Thursday, August 1, 2013

Change

Never give up on a dream just because of the time it will take to accomplish it.  The time will pass anyway.

My audience is purely imagined, so I guess I can talk about this here...

I'm not the fat girl anymore.

I mean, I am, but for the first time in my life, I'm not letting myself be the fat girl.

This is something I don't talk about, so, if for some reason you are a real person reading this, and you are a real person who knows me in real life, please reach out to me via email/text or any other sort of written communication. I am struck dumb when someone wants me to vocalize things about weight, working out, body image, etc., but writing is far easier.

After at least 20 years of struggling with my weight, I am making headway for the first time. Do I expect this to be easy? No. But, not much is easy. Am I bitter about people who can eat like I did and maintain a much smaller waistline? Incredibly.
But I wouldn't change my story.
This was my lot in life for a reason. Right now it sucks, and I anticipate it sucking for a long time, but that's okay.

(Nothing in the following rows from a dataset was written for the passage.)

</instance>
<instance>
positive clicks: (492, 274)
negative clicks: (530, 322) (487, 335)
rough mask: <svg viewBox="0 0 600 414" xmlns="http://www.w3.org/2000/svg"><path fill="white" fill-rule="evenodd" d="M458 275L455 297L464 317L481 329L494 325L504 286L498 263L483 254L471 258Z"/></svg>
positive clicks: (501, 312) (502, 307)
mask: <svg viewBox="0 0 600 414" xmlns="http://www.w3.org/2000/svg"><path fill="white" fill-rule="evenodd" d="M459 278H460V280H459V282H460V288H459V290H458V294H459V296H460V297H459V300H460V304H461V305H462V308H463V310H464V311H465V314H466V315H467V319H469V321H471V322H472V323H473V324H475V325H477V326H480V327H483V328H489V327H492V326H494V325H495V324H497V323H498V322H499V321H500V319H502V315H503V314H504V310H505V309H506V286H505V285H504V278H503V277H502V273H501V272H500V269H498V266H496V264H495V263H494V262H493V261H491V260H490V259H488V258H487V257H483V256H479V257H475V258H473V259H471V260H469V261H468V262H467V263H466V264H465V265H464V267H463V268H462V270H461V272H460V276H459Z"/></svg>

A month ago I started a challenge where I worked out and drank Shakeology and did all of these challenges every day, and in doing it (and only feeling like I half-assed the whole month) I lost 12 pounds.
These were not my first 12 pounds ever, I was not at my high weight beforehand, but it was crazy what a month of eating like a healthy person did to me.

A while ago I came to this revelation that I'm done with this "fat girl" phase of life. It was actually New Year's Eve 2010, and that was when I was at my high weight.
I fluctuate between 20 and 40 pounds less than I was at that high weight, and that was over three years ago, but that was when I realized that I'm not going back.
And today is the day I decide to talk about it.

The thought of someone I know reading this sends me into a panic, but I need to write about this... This is one of the most important journeys I will ever take, and I need to share it.
I'm an introvert by nature, but I know that I need to share this extremely private part of my life with others... I don't know why, I just do.

So... That is the preface to my story.